Having a file called bug_definition.py containing the code below:

# Business definitions
import requests
from dagster import (
    Definitions,
    AssetExecutionContext, asset, StaticPartitionsDefinition, Output, define_asset_job, AssetSelection, schedule, DefaultScheduleStatus, RunRequest, job,
    OpExecutionContext, op, asset_sensor, DefaultSensorStatus, SensorEvaluationContext, EventLogEntry, SkipReason,
)

company_partition = StaticPartitionsDefinition(["COMPANY-1", "COMPANY-2", "COMPANY-3"])

MY_ASSET_GROUP = "my_pipeline_staying_in_sync"

DUMMY_STATIC_CONFIG = {
    "COMPANY-1": "123",
    "COMPANY-2": "456",
    "COMPANY-3": "789",
}

###############################################################################
# Extract and Transform flow

# XXXXXXXX
# BUG NOTE: please note the type `Output[list[dict]]`
@asset(
    partitions_def=company_partition,
    group_name=MY_ASSET_GROUP,
)
def marketing_info_for_customer_of_company(context: AssetExecutionContext) -> Output[list[dict]]:
    partition_key = context.partition_key
    # company name == partition_key
    context.log.info(f"Simple asset body for {partition_key=}")
    # The partition key in included in the result only to show that the payload depend on the company
    res = [{"company": partition_key, "index": 1, "email": "a@example.com"}, {"company": partition_key, "index": 2, "email": "b@example.com"}]
    return Output(res, metadata={"row_count": 2})

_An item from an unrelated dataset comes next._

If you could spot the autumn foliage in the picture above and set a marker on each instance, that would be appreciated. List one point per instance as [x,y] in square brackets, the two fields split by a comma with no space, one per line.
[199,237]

refresh_marketing_job_per_company = define_asset_job(
    "refresh_marketing_job_per_company",
    selection=AssetSelection.groups(MY_ASSET_GROUP),
    description="Extract and Transform flow preparing marketing data for each company",
    partitions_def=company_partition,
)

@schedule(
    job=refresh_marketing_job_per_company,
    cron_schedule="*/1 * * * *",  # debug: every minute
    default_status=DefaultScheduleStatus.RUNNING,
)
def marketing_preparation_schedule(context) -> list[RunRequest]:
    partition_keys = company_partition.get_partition_keys()
    return [
        RunRequest(
            partition_key=partition_key,
            run_key=f"{context.scheduled_execution_time}_{partition_key}",
        )
        for partition_key in partition_keys
    ]

###############################################################################
# Load flow

# XXXXXXXX
# BUG NOTE: please note the input type `list[dict]`
@op
def export_to_marketing_system(
        context: OpExecutionContext,
        contacts_to_export: list[dict],
        # Work around: all_contacts_to_export: dict[list[dict]],
) -> Output[dict]:
    # Work around: for company_name, contacts_to_export in contacts_to_export.items():
    #              It is only working is the partition size is strictly greater than 1
    company_name = context.partition_key
    context.log.info(f"Exporting {len(contacts_to_export)} contacts to marketing system for {company_name=}")
    try: 
        res = requests.post(
            "https://marketing.example.com/v1/contacts",
            json=contacts_to_export,
            params=DUMMY_STATIC_CONFIG[company_name],
            timeout=1,
        )
    except Exception as e:
        # Dummy error handling for the sake of the example
        context.log.info("Unable to contact the marketing system")
        return Output({"error": str(e)})
    return Output(dict(res.request.headers))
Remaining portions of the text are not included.